As people do in the aftermath of most highly anticipated events, the kids spent the rest of the weekend in the vacuous melancholy of a life with no meaning. Mario Kart helped them forget for a while, but eventually Mario just accentuated that artificiality in life they couldn't see in the ingredient list on a box of Goldfish. They had seen behind the curtain.
Well, that plan backfired a little, but my motives were to help author a better story for my kids.
A couple years ago my great-grandfather was dying in the hospital here in Columbia, and I had the luxury of a few evenings with him. I asked him all kinds of questions about his past, like lineage and best memories and such, but the thing that changed me was his answer when I asked him if he would go back to change anything.
He was a very soft and slow-spoken man, a little like Clint Eastwood if he were a Christian. He paused for a while, which is scary for an elderly person in a hospital bed to do. Then he said, "Well, I guess I wish I had made life a little better for your (great) grandma."
“Really,” I said.
I had never detected a problem in their marriage. He went on to say that he hadn't mistreated her. They'd had a fair go of 60-plus years. But he regretted that he hadn't tried harder to make sure she had a fun and memorable life. They grew up in the Great Depression and spent their married lives working very hard as farmers on top of the normal disasters every couple has.

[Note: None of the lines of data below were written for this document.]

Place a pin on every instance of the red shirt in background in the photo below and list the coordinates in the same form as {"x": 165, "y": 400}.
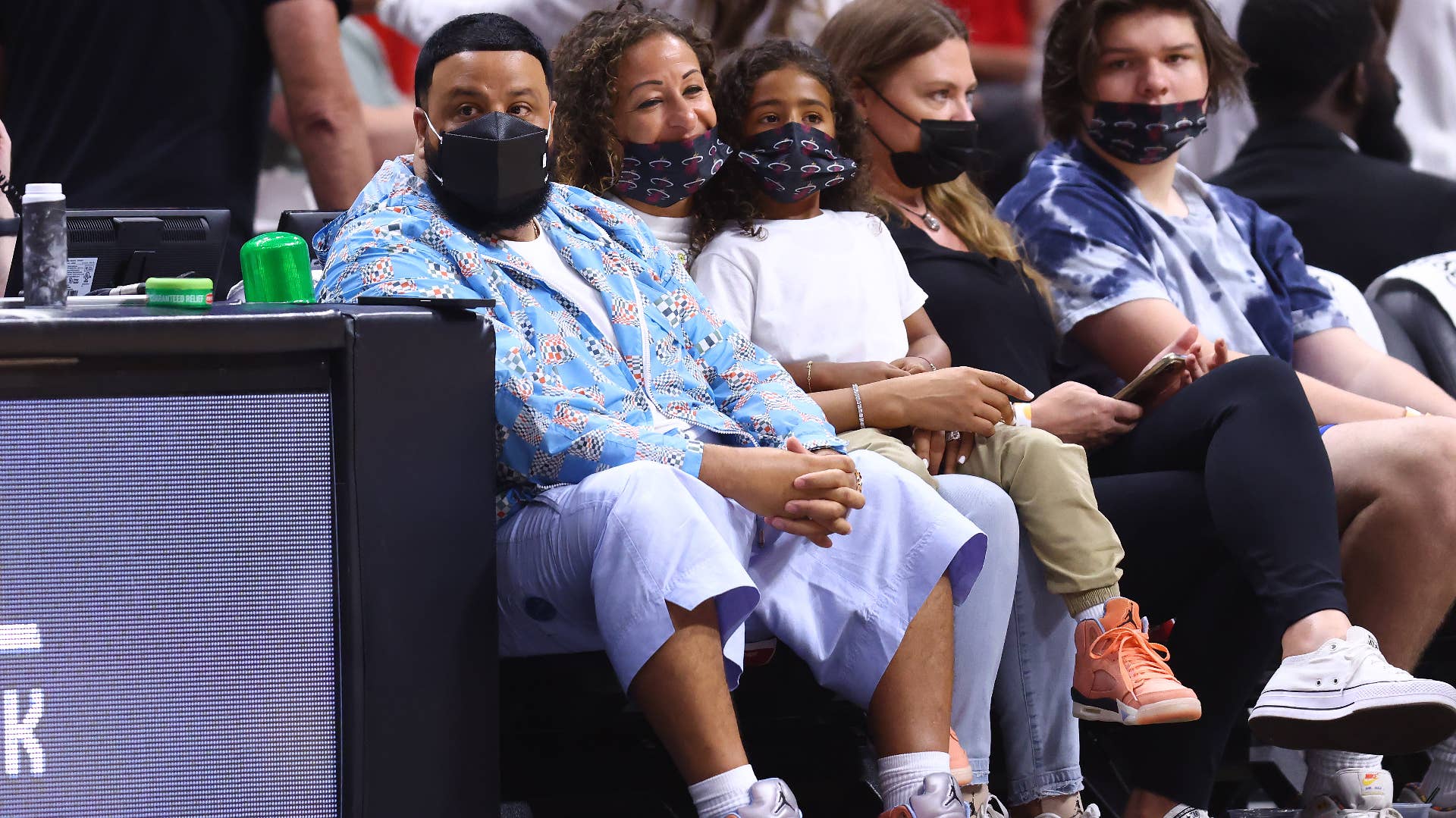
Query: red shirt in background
{"x": 400, "y": 52}
{"x": 995, "y": 22}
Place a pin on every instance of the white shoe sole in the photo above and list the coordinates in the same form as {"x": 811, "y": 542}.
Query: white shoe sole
{"x": 1166, "y": 712}
{"x": 1379, "y": 718}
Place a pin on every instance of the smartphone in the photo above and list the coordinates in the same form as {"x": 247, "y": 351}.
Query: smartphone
{"x": 1153, "y": 381}
{"x": 430, "y": 303}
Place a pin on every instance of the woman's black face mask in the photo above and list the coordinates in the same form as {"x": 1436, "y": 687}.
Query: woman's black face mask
{"x": 946, "y": 150}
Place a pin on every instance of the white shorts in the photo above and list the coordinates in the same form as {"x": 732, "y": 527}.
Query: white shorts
{"x": 592, "y": 566}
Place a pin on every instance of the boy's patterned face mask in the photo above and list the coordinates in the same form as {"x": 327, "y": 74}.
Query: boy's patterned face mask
{"x": 795, "y": 161}
{"x": 664, "y": 174}
{"x": 1144, "y": 133}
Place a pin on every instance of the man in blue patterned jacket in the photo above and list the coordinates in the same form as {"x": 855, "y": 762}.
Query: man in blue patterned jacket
{"x": 664, "y": 485}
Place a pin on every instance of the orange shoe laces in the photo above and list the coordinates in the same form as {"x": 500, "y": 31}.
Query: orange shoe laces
{"x": 1138, "y": 658}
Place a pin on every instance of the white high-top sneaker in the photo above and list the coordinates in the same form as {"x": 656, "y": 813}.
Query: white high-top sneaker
{"x": 1356, "y": 794}
{"x": 1346, "y": 696}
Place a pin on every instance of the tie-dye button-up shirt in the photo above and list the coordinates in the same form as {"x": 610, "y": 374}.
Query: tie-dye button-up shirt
{"x": 1229, "y": 267}
{"x": 568, "y": 400}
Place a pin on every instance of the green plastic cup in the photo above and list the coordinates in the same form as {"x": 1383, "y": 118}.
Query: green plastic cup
{"x": 275, "y": 270}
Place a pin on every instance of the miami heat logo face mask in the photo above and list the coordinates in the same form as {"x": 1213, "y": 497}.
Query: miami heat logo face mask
{"x": 795, "y": 161}
{"x": 1147, "y": 134}
{"x": 664, "y": 174}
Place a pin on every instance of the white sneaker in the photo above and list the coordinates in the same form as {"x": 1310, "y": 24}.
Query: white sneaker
{"x": 1346, "y": 696}
{"x": 1356, "y": 794}
{"x": 1413, "y": 794}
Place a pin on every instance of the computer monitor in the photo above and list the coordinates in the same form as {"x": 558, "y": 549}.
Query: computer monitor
{"x": 306, "y": 223}
{"x": 109, "y": 248}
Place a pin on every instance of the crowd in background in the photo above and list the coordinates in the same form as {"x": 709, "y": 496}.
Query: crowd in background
{"x": 868, "y": 299}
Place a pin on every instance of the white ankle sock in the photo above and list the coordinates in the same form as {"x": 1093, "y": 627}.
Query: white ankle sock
{"x": 900, "y": 776}
{"x": 1326, "y": 764}
{"x": 723, "y": 794}
{"x": 1442, "y": 775}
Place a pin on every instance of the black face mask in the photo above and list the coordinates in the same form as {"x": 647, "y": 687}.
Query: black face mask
{"x": 1376, "y": 131}
{"x": 664, "y": 174}
{"x": 946, "y": 150}
{"x": 1142, "y": 133}
{"x": 490, "y": 174}
{"x": 794, "y": 162}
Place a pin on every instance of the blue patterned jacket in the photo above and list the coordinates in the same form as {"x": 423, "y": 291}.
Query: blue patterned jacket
{"x": 570, "y": 402}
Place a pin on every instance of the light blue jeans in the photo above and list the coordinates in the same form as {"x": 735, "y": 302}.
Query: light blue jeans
{"x": 1014, "y": 655}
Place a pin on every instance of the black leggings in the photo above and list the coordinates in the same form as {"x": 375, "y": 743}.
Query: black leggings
{"x": 1226, "y": 509}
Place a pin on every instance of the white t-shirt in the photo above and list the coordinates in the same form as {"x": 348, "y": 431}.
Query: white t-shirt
{"x": 673, "y": 232}
{"x": 568, "y": 283}
{"x": 824, "y": 289}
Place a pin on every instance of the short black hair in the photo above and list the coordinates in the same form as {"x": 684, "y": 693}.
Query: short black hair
{"x": 1299, "y": 47}
{"x": 476, "y": 33}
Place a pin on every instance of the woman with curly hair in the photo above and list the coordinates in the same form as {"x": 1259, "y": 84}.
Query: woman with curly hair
{"x": 634, "y": 117}
{"x": 632, "y": 85}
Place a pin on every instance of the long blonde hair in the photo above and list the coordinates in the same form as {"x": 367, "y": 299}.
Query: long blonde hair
{"x": 871, "y": 39}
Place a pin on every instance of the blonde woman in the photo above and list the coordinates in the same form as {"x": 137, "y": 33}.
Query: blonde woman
{"x": 1263, "y": 561}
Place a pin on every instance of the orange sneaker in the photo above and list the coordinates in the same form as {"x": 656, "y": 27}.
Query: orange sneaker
{"x": 1122, "y": 677}
{"x": 960, "y": 763}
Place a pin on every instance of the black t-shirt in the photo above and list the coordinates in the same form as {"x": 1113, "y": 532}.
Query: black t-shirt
{"x": 987, "y": 310}
{"x": 140, "y": 105}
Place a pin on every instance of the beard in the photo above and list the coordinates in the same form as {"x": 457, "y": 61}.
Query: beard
{"x": 1376, "y": 131}
{"x": 485, "y": 221}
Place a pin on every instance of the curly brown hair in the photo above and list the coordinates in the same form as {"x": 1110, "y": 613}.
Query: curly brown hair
{"x": 731, "y": 196}
{"x": 588, "y": 153}
{"x": 1074, "y": 49}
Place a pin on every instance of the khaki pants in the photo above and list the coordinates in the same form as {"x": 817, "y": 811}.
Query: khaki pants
{"x": 1049, "y": 482}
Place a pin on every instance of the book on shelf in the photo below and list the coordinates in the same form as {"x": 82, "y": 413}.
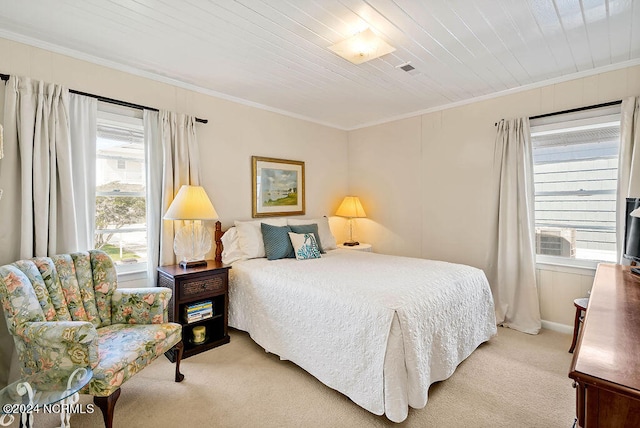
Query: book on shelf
{"x": 198, "y": 311}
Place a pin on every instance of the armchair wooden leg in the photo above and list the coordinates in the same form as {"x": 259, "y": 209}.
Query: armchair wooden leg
{"x": 179, "y": 348}
{"x": 106, "y": 405}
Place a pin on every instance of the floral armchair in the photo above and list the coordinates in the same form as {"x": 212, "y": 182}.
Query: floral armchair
{"x": 65, "y": 311}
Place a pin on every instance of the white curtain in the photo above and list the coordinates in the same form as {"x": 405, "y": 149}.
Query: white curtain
{"x": 172, "y": 157}
{"x": 38, "y": 113}
{"x": 513, "y": 282}
{"x": 628, "y": 165}
{"x": 83, "y": 113}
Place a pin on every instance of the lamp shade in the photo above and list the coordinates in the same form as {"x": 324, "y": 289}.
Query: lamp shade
{"x": 191, "y": 203}
{"x": 351, "y": 207}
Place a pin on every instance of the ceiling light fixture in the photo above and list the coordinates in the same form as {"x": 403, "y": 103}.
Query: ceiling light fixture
{"x": 361, "y": 47}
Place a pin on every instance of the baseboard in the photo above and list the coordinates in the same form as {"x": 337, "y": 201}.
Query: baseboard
{"x": 561, "y": 328}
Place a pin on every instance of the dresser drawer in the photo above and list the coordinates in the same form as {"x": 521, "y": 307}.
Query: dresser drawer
{"x": 204, "y": 285}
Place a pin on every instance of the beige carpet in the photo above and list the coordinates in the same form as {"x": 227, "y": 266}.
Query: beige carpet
{"x": 514, "y": 380}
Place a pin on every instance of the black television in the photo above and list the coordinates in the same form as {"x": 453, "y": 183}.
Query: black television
{"x": 632, "y": 234}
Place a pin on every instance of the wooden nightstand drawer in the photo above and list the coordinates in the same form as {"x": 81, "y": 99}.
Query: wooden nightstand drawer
{"x": 203, "y": 286}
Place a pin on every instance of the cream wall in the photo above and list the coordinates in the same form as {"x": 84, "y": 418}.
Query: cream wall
{"x": 428, "y": 182}
{"x": 234, "y": 133}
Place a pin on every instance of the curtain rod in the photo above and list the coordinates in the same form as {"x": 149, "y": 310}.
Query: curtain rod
{"x": 573, "y": 110}
{"x": 5, "y": 77}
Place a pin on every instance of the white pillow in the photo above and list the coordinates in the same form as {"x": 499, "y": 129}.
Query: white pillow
{"x": 250, "y": 236}
{"x": 304, "y": 246}
{"x": 327, "y": 240}
{"x": 231, "y": 246}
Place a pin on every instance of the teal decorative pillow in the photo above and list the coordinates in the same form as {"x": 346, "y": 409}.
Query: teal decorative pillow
{"x": 277, "y": 244}
{"x": 304, "y": 246}
{"x": 308, "y": 228}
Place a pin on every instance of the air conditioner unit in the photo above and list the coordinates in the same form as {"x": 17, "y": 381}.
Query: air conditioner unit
{"x": 556, "y": 241}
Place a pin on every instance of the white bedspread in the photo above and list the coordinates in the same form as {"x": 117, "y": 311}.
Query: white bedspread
{"x": 333, "y": 317}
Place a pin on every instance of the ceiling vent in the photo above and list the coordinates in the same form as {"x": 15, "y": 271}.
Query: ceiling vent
{"x": 408, "y": 68}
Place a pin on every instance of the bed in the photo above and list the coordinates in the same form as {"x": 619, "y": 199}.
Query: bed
{"x": 379, "y": 329}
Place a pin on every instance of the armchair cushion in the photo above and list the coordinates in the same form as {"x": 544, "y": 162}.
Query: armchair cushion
{"x": 140, "y": 305}
{"x": 127, "y": 349}
{"x": 61, "y": 344}
{"x": 65, "y": 311}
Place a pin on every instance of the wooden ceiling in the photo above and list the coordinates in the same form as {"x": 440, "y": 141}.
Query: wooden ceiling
{"x": 273, "y": 53}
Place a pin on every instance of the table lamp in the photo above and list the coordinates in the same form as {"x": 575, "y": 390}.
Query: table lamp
{"x": 193, "y": 241}
{"x": 351, "y": 208}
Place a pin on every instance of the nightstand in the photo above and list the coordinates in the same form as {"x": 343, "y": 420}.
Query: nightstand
{"x": 200, "y": 299}
{"x": 360, "y": 247}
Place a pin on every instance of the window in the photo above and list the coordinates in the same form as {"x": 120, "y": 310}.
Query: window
{"x": 121, "y": 228}
{"x": 575, "y": 175}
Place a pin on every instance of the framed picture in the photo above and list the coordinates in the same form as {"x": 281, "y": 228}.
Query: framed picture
{"x": 277, "y": 187}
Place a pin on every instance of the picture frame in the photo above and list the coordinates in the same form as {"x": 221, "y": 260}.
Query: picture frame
{"x": 277, "y": 187}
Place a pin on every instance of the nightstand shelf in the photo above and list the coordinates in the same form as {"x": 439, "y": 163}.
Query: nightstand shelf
{"x": 198, "y": 285}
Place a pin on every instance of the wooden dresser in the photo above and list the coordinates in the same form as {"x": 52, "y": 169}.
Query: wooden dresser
{"x": 606, "y": 362}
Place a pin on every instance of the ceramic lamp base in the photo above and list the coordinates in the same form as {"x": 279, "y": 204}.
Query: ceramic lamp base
{"x": 193, "y": 263}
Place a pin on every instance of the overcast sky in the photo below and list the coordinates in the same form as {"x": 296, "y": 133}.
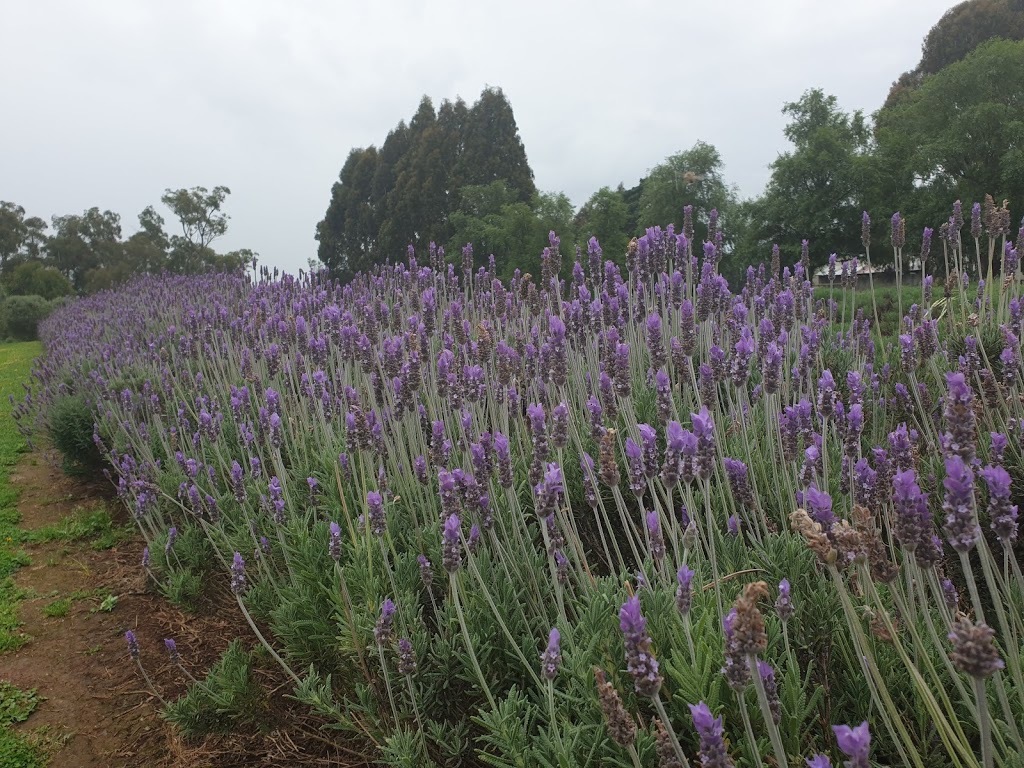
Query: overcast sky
{"x": 108, "y": 103}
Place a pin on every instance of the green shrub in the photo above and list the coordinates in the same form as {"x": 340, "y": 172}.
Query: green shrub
{"x": 35, "y": 279}
{"x": 71, "y": 426}
{"x": 226, "y": 699}
{"x": 20, "y": 315}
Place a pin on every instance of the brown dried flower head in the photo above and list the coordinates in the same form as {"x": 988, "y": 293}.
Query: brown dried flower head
{"x": 622, "y": 727}
{"x": 802, "y": 523}
{"x": 749, "y": 626}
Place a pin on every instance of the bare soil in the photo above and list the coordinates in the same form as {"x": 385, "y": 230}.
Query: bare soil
{"x": 95, "y": 705}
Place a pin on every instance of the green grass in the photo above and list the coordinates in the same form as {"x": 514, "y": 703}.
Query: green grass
{"x": 58, "y": 608}
{"x": 15, "y": 360}
{"x": 16, "y": 750}
{"x": 93, "y": 523}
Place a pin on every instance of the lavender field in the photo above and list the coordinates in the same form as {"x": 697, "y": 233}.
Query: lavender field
{"x": 632, "y": 517}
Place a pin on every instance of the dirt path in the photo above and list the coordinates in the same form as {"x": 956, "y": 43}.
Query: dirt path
{"x": 93, "y": 702}
{"x": 95, "y": 706}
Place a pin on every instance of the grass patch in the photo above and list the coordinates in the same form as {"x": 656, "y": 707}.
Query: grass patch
{"x": 58, "y": 608}
{"x": 16, "y": 705}
{"x": 95, "y": 524}
{"x": 16, "y": 750}
{"x": 20, "y": 751}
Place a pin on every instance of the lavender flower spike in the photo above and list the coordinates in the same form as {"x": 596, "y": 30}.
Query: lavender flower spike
{"x": 855, "y": 743}
{"x": 452, "y": 546}
{"x": 551, "y": 659}
{"x": 783, "y": 604}
{"x": 238, "y": 574}
{"x": 962, "y": 524}
{"x": 385, "y": 623}
{"x": 132, "y": 644}
{"x": 713, "y": 750}
{"x": 640, "y": 660}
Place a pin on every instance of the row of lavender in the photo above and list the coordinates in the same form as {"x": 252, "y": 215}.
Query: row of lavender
{"x": 606, "y": 520}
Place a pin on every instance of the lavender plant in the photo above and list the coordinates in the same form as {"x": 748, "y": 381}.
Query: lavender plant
{"x": 567, "y": 452}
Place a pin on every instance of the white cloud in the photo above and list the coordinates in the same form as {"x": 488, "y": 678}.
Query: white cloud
{"x": 109, "y": 103}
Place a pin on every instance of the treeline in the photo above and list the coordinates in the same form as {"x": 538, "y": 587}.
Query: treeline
{"x": 87, "y": 252}
{"x": 951, "y": 128}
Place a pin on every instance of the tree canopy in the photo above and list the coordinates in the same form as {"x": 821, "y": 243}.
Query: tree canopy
{"x": 407, "y": 192}
{"x": 818, "y": 188}
{"x": 960, "y": 135}
{"x": 87, "y": 252}
{"x": 960, "y": 31}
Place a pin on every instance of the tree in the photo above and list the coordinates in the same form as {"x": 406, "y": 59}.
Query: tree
{"x": 960, "y": 31}
{"x": 408, "y": 192}
{"x": 19, "y": 237}
{"x": 86, "y": 243}
{"x": 689, "y": 177}
{"x": 606, "y": 216}
{"x": 492, "y": 148}
{"x": 35, "y": 279}
{"x": 202, "y": 222}
{"x": 960, "y": 135}
{"x": 497, "y": 222}
{"x": 818, "y": 189}
{"x": 347, "y": 233}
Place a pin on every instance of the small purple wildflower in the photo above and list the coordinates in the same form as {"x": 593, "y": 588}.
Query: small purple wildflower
{"x": 551, "y": 659}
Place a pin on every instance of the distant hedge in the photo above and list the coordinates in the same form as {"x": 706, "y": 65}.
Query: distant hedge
{"x": 20, "y": 315}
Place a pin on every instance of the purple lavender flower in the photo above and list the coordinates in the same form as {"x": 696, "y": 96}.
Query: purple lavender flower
{"x": 375, "y": 507}
{"x": 819, "y": 505}
{"x": 783, "y": 603}
{"x": 771, "y": 689}
{"x": 551, "y": 658}
{"x": 1001, "y": 514}
{"x": 407, "y": 657}
{"x": 999, "y": 443}
{"x": 640, "y": 659}
{"x": 962, "y": 525}
{"x": 855, "y": 742}
{"x": 713, "y": 750}
{"x": 132, "y": 644}
{"x": 826, "y": 394}
{"x": 949, "y": 595}
{"x": 961, "y": 432}
{"x": 684, "y": 589}
{"x": 913, "y": 520}
{"x": 238, "y": 574}
{"x": 704, "y": 429}
{"x": 735, "y": 471}
{"x": 334, "y": 542}
{"x": 426, "y": 570}
{"x": 452, "y": 545}
{"x": 384, "y": 629}
{"x": 653, "y": 521}
{"x": 635, "y": 466}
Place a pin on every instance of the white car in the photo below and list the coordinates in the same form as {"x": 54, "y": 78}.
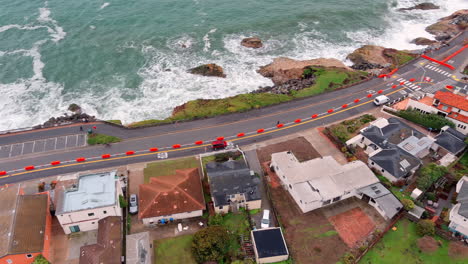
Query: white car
{"x": 265, "y": 219}
{"x": 133, "y": 204}
{"x": 381, "y": 99}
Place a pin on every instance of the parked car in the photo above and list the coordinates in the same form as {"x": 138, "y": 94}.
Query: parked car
{"x": 218, "y": 144}
{"x": 381, "y": 99}
{"x": 133, "y": 204}
{"x": 265, "y": 219}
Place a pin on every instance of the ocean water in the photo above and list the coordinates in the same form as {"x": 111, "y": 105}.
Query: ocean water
{"x": 128, "y": 60}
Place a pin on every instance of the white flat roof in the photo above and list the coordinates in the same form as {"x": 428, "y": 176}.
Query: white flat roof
{"x": 94, "y": 191}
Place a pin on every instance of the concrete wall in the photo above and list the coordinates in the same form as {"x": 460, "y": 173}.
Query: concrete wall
{"x": 185, "y": 215}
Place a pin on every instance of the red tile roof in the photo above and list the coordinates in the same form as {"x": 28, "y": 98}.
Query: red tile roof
{"x": 171, "y": 194}
{"x": 452, "y": 99}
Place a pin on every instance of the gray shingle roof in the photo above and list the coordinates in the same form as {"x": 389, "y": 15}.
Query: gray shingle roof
{"x": 231, "y": 177}
{"x": 384, "y": 198}
{"x": 392, "y": 159}
{"x": 451, "y": 140}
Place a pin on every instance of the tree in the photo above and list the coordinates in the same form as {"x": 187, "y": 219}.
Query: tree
{"x": 425, "y": 228}
{"x": 407, "y": 204}
{"x": 210, "y": 244}
{"x": 430, "y": 174}
{"x": 40, "y": 260}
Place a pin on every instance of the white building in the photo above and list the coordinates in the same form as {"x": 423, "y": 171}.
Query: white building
{"x": 459, "y": 213}
{"x": 323, "y": 181}
{"x": 93, "y": 198}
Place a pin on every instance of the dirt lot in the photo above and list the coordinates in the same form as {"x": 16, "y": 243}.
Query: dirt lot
{"x": 301, "y": 148}
{"x": 353, "y": 226}
{"x": 311, "y": 238}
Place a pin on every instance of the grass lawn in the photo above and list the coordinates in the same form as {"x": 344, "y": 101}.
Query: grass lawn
{"x": 168, "y": 167}
{"x": 174, "y": 250}
{"x": 97, "y": 138}
{"x": 327, "y": 79}
{"x": 401, "y": 247}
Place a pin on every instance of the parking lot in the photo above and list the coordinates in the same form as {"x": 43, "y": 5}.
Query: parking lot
{"x": 42, "y": 145}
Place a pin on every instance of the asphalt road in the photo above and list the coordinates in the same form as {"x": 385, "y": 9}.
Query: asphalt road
{"x": 228, "y": 126}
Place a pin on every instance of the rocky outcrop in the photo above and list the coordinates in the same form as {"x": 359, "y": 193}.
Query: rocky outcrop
{"x": 283, "y": 69}
{"x": 252, "y": 43}
{"x": 209, "y": 70}
{"x": 422, "y": 6}
{"x": 447, "y": 27}
{"x": 423, "y": 41}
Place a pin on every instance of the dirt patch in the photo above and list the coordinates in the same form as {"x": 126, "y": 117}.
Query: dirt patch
{"x": 458, "y": 250}
{"x": 427, "y": 244}
{"x": 301, "y": 148}
{"x": 353, "y": 226}
{"x": 310, "y": 237}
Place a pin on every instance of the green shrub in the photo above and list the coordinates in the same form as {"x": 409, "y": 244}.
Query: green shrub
{"x": 96, "y": 138}
{"x": 407, "y": 204}
{"x": 429, "y": 174}
{"x": 432, "y": 121}
{"x": 425, "y": 228}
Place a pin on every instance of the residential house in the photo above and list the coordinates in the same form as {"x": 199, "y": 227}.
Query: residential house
{"x": 171, "y": 197}
{"x": 233, "y": 185}
{"x": 139, "y": 248}
{"x": 459, "y": 213}
{"x": 453, "y": 107}
{"x": 450, "y": 141}
{"x": 269, "y": 245}
{"x": 92, "y": 198}
{"x": 108, "y": 249}
{"x": 394, "y": 148}
{"x": 25, "y": 226}
{"x": 323, "y": 181}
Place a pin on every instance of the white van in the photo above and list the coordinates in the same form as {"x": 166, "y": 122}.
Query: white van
{"x": 265, "y": 219}
{"x": 381, "y": 99}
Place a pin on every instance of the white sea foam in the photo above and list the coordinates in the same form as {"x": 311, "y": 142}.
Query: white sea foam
{"x": 104, "y": 5}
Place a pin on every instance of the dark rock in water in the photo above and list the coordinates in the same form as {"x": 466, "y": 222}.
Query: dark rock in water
{"x": 423, "y": 41}
{"x": 209, "y": 70}
{"x": 252, "y": 43}
{"x": 422, "y": 6}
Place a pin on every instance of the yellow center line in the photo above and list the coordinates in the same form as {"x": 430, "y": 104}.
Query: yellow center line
{"x": 197, "y": 146}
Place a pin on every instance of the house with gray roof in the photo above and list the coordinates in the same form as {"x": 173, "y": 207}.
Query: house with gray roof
{"x": 233, "y": 185}
{"x": 459, "y": 213}
{"x": 450, "y": 140}
{"x": 394, "y": 148}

Since he was a devoted Christian, I was expecting him to say he would go back and be a missionary, but the more I thought about it, the more I could see his heart: Even in survival mode, love still dictates and God still desires that we put others ahead of ourselves.
As with any good life crisis, this came at the time when I was already starting to feel a new urgency for living a life of significance, and also right after a great author named Donald Miller suggested I see myself as a character in other people’s stories instead of the default mindset with which we are all born. So my grandpa’s comment — plus the other advice from that other conversation — fell on freshly tilled soil and convinced me that significance is attained partly by making other people’s lives significant.
Although I fail more often than I succeed, I try to move all my conversations away from small talk. I try to make my students think by asking them 1,000-year-old philosophical questions. I try to leave my family with more than a memory of me as a burnt image of a man on a couch — which was my motive for trying to make the new Aldi a big deal.
I try to remember that, Lord willing, I'm the only husband my wife will have and that all of her dreams for love, romance, family, companionship and security — they all start and end with me. Only I can give those things to her and without me she'll not have them. That is a big, big deal, because she is a big, big deal.
I want to create a childhood for my children and find a way to put signposts behind us. I want my kids to remember wrestling with me, not some gift I buy them.
(I am a little worried about the wrestling, though. I dread the day that I can no longer win every fight in my home with tickling. As it is now, every scuffle ends when someone pees. When my boys are 18 and 14, respectively, I doubt they will afford me the same courtesy.)
I love politics, but I try to remember that for every person I know intimately, I can affect their lives more than President Obama.
I have one life to leave behind. Will I leave them contentment or incompleteness? honor or shame? blessings or curses? fond memories or trivia? I can leave them a good name or a bad name, high standards or bad examples and a license to fail, a true path or a tangled maze, expectations or a damning self-image.
Ultimately, the conversation with my grandpa, coupled with many other influences, communicates a warning and a promise that life must be spent wisely and we must live purposefully.
Brad Clemons lives and works in Columbia. We do not know yet if he is a winner or a loser, but he will definitely earn a certificate of participation.